Blender 3D: Noob to Pro/Modeling a picture
Modeling a pictureEdit
Ever seen an awesome looking picture you wanted to turn into a 3D model? Like a logo or a symbol? Well, it's actually pretty easy... it just takes some time to do.
- First off, you're going to need a picture to trace. I'm currently doing a project for a friend to do with devils and demons, so I chose a demonic looking face for this tutorial: Demonic Face
- Now open Blender and start a new project. Delete the default cube. Before you start tracing the face, you need to set the face as the background image. To do this, click 'view', then 'Background Image'. A box should pop up with only one button in it (Use Background Image), click it. Now some settings appear, we're only interested in one of them for this tutorial. Click the small button with a picture of a miniature folder on it (it looks kind of like a feather pen). It's the first one under the Use Background Image button. From there, select the picture you want to trace. Like this: Background Selection
- OK, now for the long part. Zoom in to the new background image just a little bit. Now, add a Bézier curve, and size it down a little. Hit F9 and, in Curve Tools, find and click the Poly button. Now there should be a few more vertices to work with and the curve should be just a bunch of joined lines. Select one point at a time and using the GKEY move it to a point along the background image(or face in this case). Do the same for all of the rest of the vertices, making sure you only have one vertex selected at a time or you'll move more than just the vertex you want to. Once this is done, select one of the end vertices of the curve (it doesn't matter which end) and use SHIFT+DKEY to copy that vertex. Move the newly copied vertex to a point along the edge of the face a small ways away from the vertex you copied it from. Continue doing this until you have a complete outline (of the whole face or just one part, like the ear). Here's what it should look like (I did the left ear): Tracing. You can't see it in the picture, but six of the points on the right side of the ear are connected, while the rest aren't. In order to get the effect we're looking for here, we need to connect all of the points around the edge to make an outline (make sure not to connect the points across the picture or you'll have a messed up outline).

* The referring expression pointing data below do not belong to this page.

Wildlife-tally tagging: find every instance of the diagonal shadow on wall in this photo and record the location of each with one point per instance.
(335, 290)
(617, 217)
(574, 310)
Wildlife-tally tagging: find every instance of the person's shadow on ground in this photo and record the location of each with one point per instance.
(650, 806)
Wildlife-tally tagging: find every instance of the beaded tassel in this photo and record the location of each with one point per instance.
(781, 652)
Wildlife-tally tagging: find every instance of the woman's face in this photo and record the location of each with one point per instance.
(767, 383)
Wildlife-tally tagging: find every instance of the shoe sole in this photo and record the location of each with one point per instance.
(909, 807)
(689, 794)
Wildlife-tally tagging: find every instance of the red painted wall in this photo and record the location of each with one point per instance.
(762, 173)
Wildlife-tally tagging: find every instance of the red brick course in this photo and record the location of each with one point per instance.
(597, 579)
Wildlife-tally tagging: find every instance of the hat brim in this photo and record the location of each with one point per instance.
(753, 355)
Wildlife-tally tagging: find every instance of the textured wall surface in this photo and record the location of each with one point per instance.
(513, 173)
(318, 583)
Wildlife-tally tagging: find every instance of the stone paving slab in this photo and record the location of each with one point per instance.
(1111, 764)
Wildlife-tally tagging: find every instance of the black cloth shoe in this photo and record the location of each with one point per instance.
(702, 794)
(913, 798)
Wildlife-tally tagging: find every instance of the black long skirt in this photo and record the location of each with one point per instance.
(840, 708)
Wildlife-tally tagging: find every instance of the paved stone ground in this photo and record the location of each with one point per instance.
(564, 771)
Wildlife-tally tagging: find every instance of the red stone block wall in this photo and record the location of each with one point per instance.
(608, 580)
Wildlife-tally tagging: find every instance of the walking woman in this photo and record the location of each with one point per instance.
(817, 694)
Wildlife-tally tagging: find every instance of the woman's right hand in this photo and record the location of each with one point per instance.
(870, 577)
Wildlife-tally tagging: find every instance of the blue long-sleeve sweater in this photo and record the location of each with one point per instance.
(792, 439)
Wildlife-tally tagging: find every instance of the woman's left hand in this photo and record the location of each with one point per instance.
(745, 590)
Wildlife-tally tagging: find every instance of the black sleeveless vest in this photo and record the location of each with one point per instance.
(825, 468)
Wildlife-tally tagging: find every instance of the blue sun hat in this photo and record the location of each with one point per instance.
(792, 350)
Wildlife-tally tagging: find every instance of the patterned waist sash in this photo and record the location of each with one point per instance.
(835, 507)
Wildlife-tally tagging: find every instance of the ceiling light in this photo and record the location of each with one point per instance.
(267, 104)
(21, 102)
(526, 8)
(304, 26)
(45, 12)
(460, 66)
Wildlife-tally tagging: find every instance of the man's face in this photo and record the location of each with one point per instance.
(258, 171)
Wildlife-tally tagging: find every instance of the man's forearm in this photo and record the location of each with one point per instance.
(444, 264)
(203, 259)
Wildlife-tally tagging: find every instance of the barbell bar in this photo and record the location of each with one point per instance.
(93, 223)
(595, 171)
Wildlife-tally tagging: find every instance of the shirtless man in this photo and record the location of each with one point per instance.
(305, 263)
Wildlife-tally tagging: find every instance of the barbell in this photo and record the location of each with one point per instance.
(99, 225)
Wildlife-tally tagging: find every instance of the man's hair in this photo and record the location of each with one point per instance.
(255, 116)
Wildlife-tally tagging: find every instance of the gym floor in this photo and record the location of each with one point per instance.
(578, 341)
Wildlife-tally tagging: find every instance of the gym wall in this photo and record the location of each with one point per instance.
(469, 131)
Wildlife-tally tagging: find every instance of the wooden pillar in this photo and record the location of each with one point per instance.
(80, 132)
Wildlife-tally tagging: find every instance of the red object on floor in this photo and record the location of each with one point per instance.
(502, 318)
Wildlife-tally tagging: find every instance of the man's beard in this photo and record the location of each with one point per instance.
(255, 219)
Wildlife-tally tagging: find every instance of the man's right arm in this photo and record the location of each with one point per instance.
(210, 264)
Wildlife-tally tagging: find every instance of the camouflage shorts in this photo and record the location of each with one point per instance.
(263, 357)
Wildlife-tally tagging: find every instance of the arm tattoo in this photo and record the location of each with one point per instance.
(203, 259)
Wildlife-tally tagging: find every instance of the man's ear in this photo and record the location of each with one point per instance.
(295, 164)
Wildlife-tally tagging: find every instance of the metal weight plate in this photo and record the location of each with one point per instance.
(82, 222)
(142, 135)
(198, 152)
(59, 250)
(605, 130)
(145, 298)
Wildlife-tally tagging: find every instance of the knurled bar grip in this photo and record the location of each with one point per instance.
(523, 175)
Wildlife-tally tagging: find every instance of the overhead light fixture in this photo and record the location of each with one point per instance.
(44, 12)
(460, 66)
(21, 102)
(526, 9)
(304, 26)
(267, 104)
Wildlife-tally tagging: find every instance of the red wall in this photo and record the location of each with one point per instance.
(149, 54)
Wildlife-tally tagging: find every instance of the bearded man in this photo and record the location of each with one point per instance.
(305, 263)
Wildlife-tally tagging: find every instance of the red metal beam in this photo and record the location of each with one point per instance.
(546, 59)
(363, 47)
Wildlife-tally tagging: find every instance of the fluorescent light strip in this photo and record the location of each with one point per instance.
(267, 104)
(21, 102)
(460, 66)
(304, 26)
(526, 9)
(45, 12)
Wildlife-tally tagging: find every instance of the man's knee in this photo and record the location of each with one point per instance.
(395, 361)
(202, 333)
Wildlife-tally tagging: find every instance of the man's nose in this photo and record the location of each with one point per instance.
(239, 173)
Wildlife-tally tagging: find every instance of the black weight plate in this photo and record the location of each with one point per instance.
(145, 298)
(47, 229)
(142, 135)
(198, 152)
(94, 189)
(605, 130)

(user note: hitting CTRL-LMB instead of SHIFT-DKEY will add a vertex that is already connected.)
- To get the outline for the whole face, just do exactly the same thing around all of the edges. We still have a problem though: most of the points aren't joined by a line, so all we have is a bunch of dots. This is easily solvable. Using the BKEY or the right click of the mouse, we select a bunch of vertices at a time (somewhere between 5 and 10), and hit the FKEY a few times. Every time you hit the FKEY it should connect two of the points. Do this until all of the selected points are connected, then deselect them and select another group and use FKEY to join them. Keep doing this until all of your points are connected. To connect the last two points, select all the points and press the CKEY, to close the polygon.
[edit: A better option would be to select a vertex on one of the ends of the whole line, hold down the CTRL and left-click on a certain point on the image. This will create a new vertex, immediately connected to the vertex you selected.]
- Now that we've got the entire face traced (or outlined if you want to call it that), we can make it 3D. Hit F9 again and find the Ext1 and Ext2 properties, shown here: Ext1 & Ext2. Change the values and see what happens. They correspond to the depth of the outline. Try changing them around until you find what looks good. Now, you'll notice that the lines just stick out straight. I'm still investigating how to actually model a head from the outlined face ... so if anyone has any ideas, feel free to add them to this page.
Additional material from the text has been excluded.